Deno berusaha banget ngikutin standar API yang ada di browser. Misalnya, Fetch API buat ngirim request HTTP, Web Crypto API buat urusan kriptografi, WebSocket API, dll. Pengalaman:* Kalau kamu sering ngoding frontend dan udah biasa pakai fetch, pindah ke Deno di backend rasanya mulus karena API-nya mirip. Nggak perlu belajar library baru lagi buat hal-hal dasar kayak gini.

  1. Top-level await Sudah Siap:

Kalau di Node.js versi lama, kamu cuma bisa pakai kata kunci await di dalam function yang dikasih async. Di Deno, kamu bisa pakai await langsung di level teratas sebuah modul, nggak perlu dibungkus async function lagi.

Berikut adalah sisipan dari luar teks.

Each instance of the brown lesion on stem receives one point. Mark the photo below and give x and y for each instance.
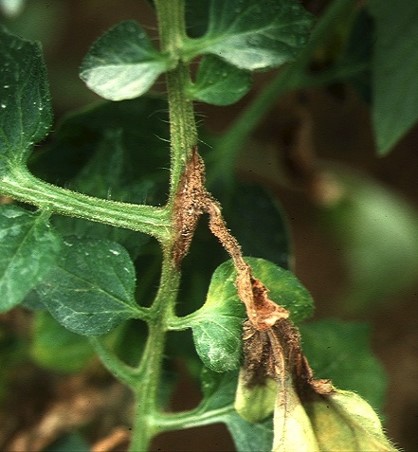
(191, 202)
(272, 345)
(277, 352)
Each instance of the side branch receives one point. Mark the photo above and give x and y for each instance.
(191, 202)
(23, 186)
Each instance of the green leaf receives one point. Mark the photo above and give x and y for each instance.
(248, 436)
(219, 395)
(218, 389)
(253, 34)
(256, 402)
(72, 442)
(217, 326)
(92, 130)
(122, 63)
(341, 352)
(218, 82)
(243, 211)
(28, 248)
(25, 112)
(91, 289)
(104, 176)
(342, 420)
(55, 348)
(395, 68)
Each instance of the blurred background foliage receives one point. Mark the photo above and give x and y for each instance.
(309, 172)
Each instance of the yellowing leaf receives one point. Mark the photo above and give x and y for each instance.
(292, 429)
(343, 421)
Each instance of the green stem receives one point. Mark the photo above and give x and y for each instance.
(183, 132)
(20, 184)
(147, 386)
(193, 418)
(183, 138)
(291, 77)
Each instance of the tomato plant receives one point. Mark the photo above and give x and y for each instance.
(128, 236)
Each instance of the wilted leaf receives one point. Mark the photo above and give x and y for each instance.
(341, 352)
(217, 326)
(344, 421)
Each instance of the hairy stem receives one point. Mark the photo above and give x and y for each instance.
(23, 186)
(183, 139)
(149, 372)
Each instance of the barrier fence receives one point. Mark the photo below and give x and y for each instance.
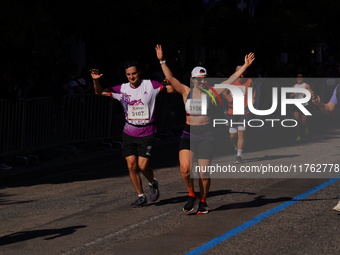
(29, 125)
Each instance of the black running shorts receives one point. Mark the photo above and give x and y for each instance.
(139, 146)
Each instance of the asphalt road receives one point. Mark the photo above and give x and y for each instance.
(86, 209)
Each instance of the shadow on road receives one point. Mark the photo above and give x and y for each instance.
(28, 235)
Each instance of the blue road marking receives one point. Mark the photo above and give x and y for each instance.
(259, 218)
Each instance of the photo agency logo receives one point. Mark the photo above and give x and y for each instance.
(282, 98)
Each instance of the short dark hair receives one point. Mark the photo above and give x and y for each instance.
(131, 62)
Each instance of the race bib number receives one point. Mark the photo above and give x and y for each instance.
(138, 112)
(194, 106)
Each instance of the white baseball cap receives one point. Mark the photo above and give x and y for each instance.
(197, 71)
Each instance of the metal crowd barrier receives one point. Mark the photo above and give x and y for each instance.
(28, 125)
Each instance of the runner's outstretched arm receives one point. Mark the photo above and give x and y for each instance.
(97, 86)
(178, 86)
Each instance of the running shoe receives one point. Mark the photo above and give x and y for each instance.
(190, 204)
(141, 201)
(202, 208)
(154, 191)
(238, 160)
(337, 207)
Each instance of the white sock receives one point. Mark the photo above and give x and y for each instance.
(239, 153)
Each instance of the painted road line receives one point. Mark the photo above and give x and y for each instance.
(259, 218)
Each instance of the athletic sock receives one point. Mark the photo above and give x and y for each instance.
(239, 153)
(191, 193)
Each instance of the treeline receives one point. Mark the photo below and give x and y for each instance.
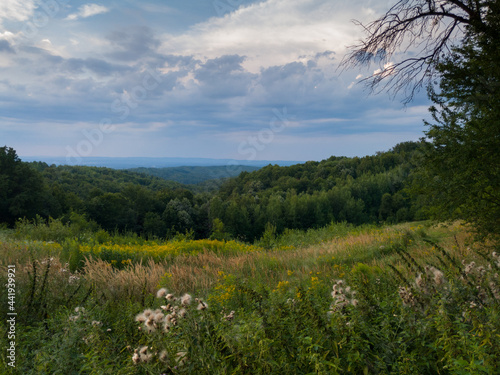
(303, 196)
(195, 175)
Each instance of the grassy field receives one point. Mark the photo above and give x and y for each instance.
(405, 299)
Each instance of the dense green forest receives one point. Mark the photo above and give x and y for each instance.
(310, 195)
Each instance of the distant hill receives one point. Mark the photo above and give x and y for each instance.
(195, 175)
(146, 162)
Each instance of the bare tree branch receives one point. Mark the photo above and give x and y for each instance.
(428, 26)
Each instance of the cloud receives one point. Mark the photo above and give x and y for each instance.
(5, 46)
(273, 32)
(16, 10)
(133, 43)
(224, 77)
(87, 10)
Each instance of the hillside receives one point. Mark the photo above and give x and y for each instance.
(195, 174)
(376, 300)
(274, 198)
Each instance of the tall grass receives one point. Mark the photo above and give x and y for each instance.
(404, 299)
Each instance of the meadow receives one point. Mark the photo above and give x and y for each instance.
(415, 298)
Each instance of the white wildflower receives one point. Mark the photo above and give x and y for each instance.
(161, 293)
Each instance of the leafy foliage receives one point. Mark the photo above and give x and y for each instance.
(461, 170)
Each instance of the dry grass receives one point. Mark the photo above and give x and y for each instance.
(200, 273)
(131, 282)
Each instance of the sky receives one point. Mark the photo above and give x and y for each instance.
(229, 79)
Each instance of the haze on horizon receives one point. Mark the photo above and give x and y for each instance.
(222, 79)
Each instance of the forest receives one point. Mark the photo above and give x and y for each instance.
(370, 189)
(383, 264)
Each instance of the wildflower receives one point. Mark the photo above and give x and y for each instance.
(161, 293)
(339, 295)
(181, 358)
(150, 325)
(163, 356)
(229, 317)
(141, 318)
(158, 317)
(202, 306)
(186, 300)
(406, 296)
(494, 290)
(469, 267)
(419, 281)
(438, 276)
(144, 355)
(136, 358)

Contoh:*

typescript
        // Di Deno, ini bisa langsung jalan di file .ts/.js
        const response = await fetch("https://deno.land");
        const text = await response.text();
        console.log(text);

Pengalaman:* Ini bikin nulis script-script sederhana yang asynchronous jadi lebih ringkas dan gampang dibaca.

Deno vs Node.js: Perbandingan Santai

Oke, kalau dibandingin sama Node.js yang udah mapan, gimana nih Deno?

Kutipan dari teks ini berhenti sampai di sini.